Rain pounded down, dripping off the tips of the sloped roofs, sparkling like diamonds in the headlights of the cars that rushed past. The rain nearer to him had a rainbow sheen. Was that reflective of the many-coloured neon signs he passed, or the oil in the water?
The castle ruins were barely visible behind the boxy concrete buildings, a dark stain on a murky sky.
People watched from its walls, he knew. Unseen by any in the bustling street. The people around him all wore scarves to cover their noses and mouths and hats to keep the rain off, their bodies shrouded in black overcoats. All rushing, hands buried, heads down. They had no idea about the figures on the walls.
He walked on, stopping outside the coffee shop and stepping aside to let a woman and her teenage son pass. The rush of warm air hit him, carrying the smell of slow-roasted coffee mingled with cheese and tomato toasties and a hint of sweat. He spied the cardboard cup set side, steam worming lazily from the mouthhole, his name scrawled on the side. He pulled out his phone, checked the app: “ready to collect.”

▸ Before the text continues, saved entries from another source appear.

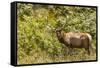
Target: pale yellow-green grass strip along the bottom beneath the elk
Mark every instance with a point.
(42, 57)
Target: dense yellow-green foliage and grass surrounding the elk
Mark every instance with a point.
(37, 41)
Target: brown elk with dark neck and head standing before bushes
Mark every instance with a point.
(74, 40)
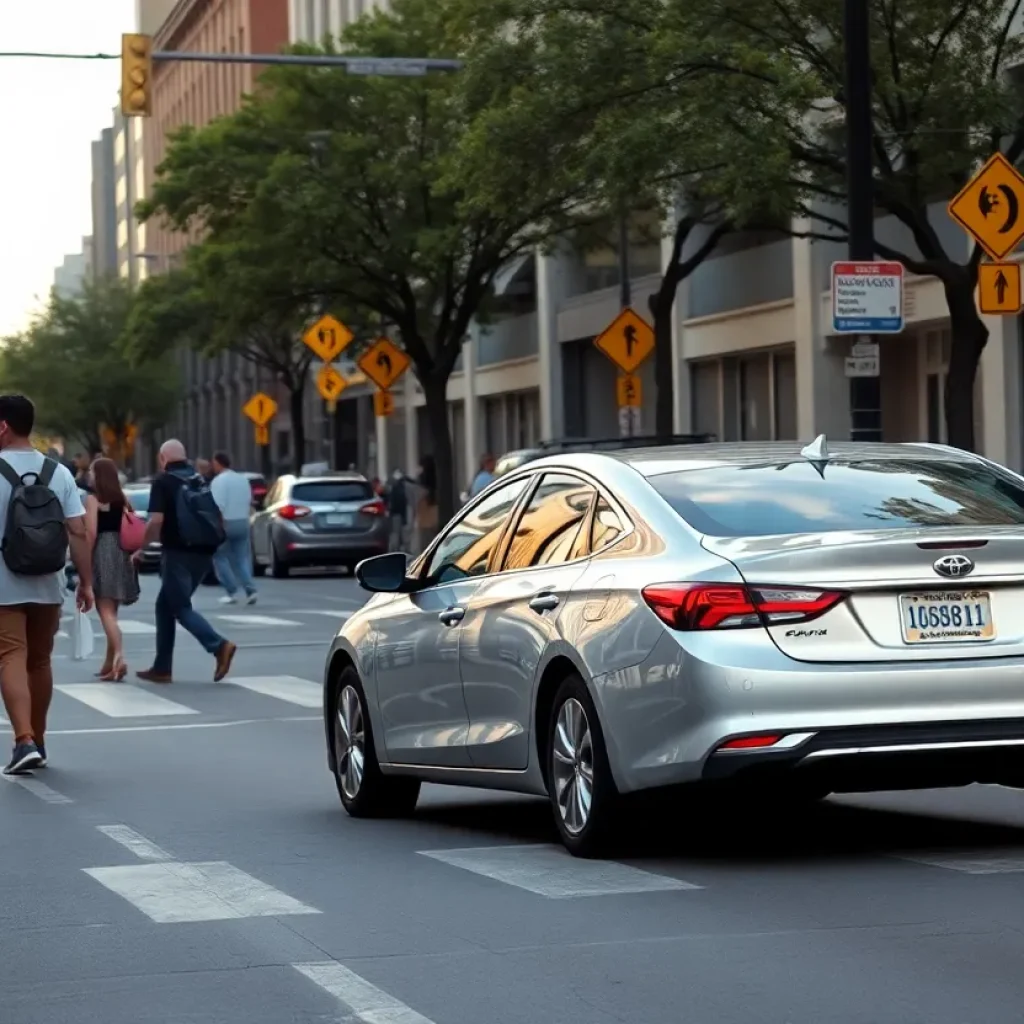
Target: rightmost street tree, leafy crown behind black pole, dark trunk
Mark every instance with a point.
(947, 95)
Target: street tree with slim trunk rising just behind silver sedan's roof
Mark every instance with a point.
(609, 97)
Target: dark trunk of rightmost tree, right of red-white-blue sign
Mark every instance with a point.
(969, 339)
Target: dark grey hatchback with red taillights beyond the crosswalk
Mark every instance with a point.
(319, 521)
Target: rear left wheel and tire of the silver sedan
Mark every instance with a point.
(584, 798)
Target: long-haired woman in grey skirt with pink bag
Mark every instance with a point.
(115, 578)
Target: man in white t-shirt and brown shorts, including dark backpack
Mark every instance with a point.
(41, 515)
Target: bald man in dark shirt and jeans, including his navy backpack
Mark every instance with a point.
(185, 518)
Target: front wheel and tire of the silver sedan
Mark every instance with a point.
(365, 791)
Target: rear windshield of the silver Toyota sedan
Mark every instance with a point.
(796, 498)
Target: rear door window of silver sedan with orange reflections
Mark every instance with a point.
(550, 524)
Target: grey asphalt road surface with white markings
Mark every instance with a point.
(186, 860)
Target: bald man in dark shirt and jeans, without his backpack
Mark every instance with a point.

Perfect. He hated talking to them.
He snatched the drink as he made his way to an empty table in the back. Everything was hues of chocolate, almond and caramel, even the lighting, which didn’t reach the booths at the back of the store.
He found a chair that faced the front window and smirked as he watched them hurry by outside. He pulled his laptop out of his bag.
“Position?” a message prompted.
“Position,” he typed back, and watched the street, waiting for the carnage to begin.
They had no idea about the figures on the walls.